Key to any brand stretch is entering a market where the brand can bring relevant added value. It is not enough to have awareness. The brand needs to bring something to the party that competitors do not currently offer.
A Diagnostic You Can Use Right Now
If you run a brand, here is a quick test.
Ask five people in your own organisation to describe your brand in one sentence. If you get five different answers, you have a problem.
Then ask five customers. If their answers do not match yours, you have a bigger problem.
If your marketing materials look like they came from ten different companies, if your employees give different answers about the company’s mission, and if you can no longer describe your business’s value in a single clear sentence, you have a fundamental, painful disconnect between your brand’s promise and its performance.
The Uncomfortable Truth
Brand schizophrenia is almost always a leadership problem before it is a marketing problem.

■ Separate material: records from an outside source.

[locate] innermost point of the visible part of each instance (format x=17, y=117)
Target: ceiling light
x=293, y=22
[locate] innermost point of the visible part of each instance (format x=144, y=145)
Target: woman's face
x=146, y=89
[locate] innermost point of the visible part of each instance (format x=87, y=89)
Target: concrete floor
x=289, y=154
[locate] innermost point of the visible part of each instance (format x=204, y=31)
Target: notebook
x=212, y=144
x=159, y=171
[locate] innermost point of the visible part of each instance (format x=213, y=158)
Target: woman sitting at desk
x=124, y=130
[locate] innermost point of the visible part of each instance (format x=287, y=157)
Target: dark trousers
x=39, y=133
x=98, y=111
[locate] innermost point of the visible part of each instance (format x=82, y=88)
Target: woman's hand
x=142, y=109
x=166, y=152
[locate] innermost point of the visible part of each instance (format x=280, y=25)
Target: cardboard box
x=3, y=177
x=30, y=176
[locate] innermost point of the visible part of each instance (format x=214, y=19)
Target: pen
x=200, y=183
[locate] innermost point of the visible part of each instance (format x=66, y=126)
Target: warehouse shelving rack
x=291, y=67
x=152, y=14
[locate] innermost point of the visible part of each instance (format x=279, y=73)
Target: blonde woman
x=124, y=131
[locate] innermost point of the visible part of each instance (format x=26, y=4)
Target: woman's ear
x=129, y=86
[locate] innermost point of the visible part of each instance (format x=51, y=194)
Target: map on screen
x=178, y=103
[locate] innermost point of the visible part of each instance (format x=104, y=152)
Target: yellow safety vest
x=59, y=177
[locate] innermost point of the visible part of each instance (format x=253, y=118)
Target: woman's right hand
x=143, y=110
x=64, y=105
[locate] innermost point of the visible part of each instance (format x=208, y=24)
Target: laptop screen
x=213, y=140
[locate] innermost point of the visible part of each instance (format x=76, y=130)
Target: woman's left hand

When leaders treat the brand as a flexible container that can hold any idea, any product, any message, it stops being a brand. It becomes a label. Labels get switched. Brands, if built right, do not.
The brands that endure are not the ones that said yes to the most opportunities. They are the ones who had the discipline to say no to the wrong ones.
That is not caution. That is clarity. And clarity, in a noisy market, is the rarest competitive advantage.